This editorial appears in the March 2025 issue of the American Journal of Bioethics.
As Hurley and colleagues note in this issue of the Journal, transparency in healthcare supports informed patient decision making, promotes trust in healthcare professionals, and encourages patients to learn more about their care. Those who reject transparency do so at great risk, as secrecy in healthcare may be interpreted as disrespectful, arrogant, paternalistic, or self-interested. As such, calls to ensure transparency about the use of artificial intelligence in healthcare are unsurprising and well-supported by familiar principles of biomedical ethics.
Recent guidance from the World Health Organization, the White House’s AI Bill of Rights, and the American Medical Association encourage greater transparency about the use of artificial intelligence in healthcare. These guidelines recommend that patients be informed about when and how AI is used in their care—in the language of the AI Bill of Rights, patients have “the right to notice and explanation”. While transparency is undeniably important in healthcare, achieving it is much more difficult than acknowledged in these calls. Here, we highlight several challenges in pursuing transparency related to the use of AI in healthcare.
Several Features of Healthcare AI Limit Its Potential Transparency
Many forms of healthcare AI are dynamic, with algorithmic adjustments occurring frequently in light of adjustments to training datasets, model weights, and post-deployment tuning in response to real-world performance. Additionally, considerations of security against malicious actors and the protection of private health data and intellectual property may support restrictions on access to detailed characterizations of the inner workings of healthcare AI models. Other applications of AI in healthcare may pose more general challenges related to the scrutability of these systems, not only to their users but to technical AI experts who themselves may be incapable of fully understanding why certain AI systems produce the outputs they do. Full commitment to AI transparency in these cases would clearly not be straightforward, given these limitations.
The novelty of AI applications in healthcare also means that many healthcare professionals have limited familiarity with these tools and how they work. This puts AI in contrast with many other technologies in healthcare, particularly diagnostic technologies, where providers are expected to learn about a tool’s functionality prior to its use.
It is also important to note that the ethical rationale for transparency is unlikely to be achieved by disclosures solely regarding the inner working of AI models. Patients may be interested in how these models were developed, whether their personal health data is being shared with AI developers, and what options they may have if they disagree with a recommendation that has been made by an AI tool. Even details of AI’s implementation may be relevant to patients. The same diagnostic model could independently generate a diagnosis from a patient’s scans, or could run in the background, reading what the provider enters into the chart and only highlighting discordance with its recommendation.

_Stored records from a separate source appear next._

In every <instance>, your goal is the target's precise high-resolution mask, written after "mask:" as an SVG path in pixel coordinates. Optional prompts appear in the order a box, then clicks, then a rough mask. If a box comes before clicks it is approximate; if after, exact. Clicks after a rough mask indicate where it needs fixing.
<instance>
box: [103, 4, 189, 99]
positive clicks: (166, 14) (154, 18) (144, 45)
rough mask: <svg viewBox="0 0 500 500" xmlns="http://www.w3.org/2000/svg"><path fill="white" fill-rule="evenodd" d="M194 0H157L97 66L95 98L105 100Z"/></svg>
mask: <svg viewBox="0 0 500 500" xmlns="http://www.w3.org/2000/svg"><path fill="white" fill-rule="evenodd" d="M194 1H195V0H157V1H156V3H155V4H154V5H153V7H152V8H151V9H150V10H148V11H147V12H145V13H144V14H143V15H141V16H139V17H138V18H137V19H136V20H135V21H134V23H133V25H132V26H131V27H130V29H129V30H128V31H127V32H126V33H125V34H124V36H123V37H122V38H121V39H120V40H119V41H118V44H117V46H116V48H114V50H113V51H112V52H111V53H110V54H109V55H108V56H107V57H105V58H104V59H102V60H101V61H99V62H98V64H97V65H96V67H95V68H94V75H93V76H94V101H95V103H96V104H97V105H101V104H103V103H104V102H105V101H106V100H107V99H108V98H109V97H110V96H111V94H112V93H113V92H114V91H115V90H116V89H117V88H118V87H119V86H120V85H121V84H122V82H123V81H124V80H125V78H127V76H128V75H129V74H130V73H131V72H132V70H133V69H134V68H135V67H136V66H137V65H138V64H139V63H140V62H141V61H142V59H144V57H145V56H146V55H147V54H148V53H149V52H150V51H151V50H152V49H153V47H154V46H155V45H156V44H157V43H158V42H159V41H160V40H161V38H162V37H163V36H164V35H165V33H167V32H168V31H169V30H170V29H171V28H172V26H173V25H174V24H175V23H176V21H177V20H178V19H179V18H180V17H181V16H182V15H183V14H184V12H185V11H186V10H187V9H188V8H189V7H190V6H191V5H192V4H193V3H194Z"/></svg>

Though in these cases the diagnostic model itself is identical, the manner of interaction may impact patients’ comfort with the AI tool. The technology’s deployment thus adds complexity to the pursuit of transparency, potentially increasing the amount of information required for full transparency.
The Diversity of AI Applications in Healthcare Complicates Disclosure Strategies
Returning to the article by Hurley and colleagues, the authors consider several applications of AI in healthcare. The examples they discuss share many similarities. As applications of AI expand, there will be many other use scenarios in healthcare, several of which may require alternative strategies for promoting transparency.
For example, AI tools might play a role in streamlining administrative systems, such as scheduling patient appointments, sending reminders through patient portals, or matching patients to clinical trial opportunities. Other AI tools might be used to improve the operation of healthcare facilities: evaluating data to procure medical supplies, using machine vision to organize hospital parking lots, or analyzing data in support of quality improvement. AI tools might be used to monitor healthcare workers, such as to avoid burnout or to ensure hygiene. AI could also be deployed to promote patient safety, such as tracking the location of tools in a surgical setting to prevent accidental instrument retention. AI might also be deployed in support of medical devices, monitoring those devices and making real-time adjustments to optimize their performance.
It is unclear how healthcare systems might promote transparency about the use of AI in these and other contexts. For example, consider a hospital that uses AI in selecting a specific supplier from which to purchase hand sanitizer. Should each bottle come with a label informing users of the involvement of AI in that decision? Would that label need to include additional details about the AI models’ inner workings? Our moral intuitions are that those types of disclosures would be unnecessary, and if disclosure were required in every instance where AI is deployed in healthcare, these notices and explanations would quickly become overwhelming and potentially distracting to patients and healthcare professionals.
At the very least, there is no clear consensus about when it may be necessary to disclose the use of healthcare AI. While transparency may be a laudable goal, in the future it may be the case that uses of AI are much more common and diverse than imagined by Hurley and colleagues, complicating efforts to promote transparency.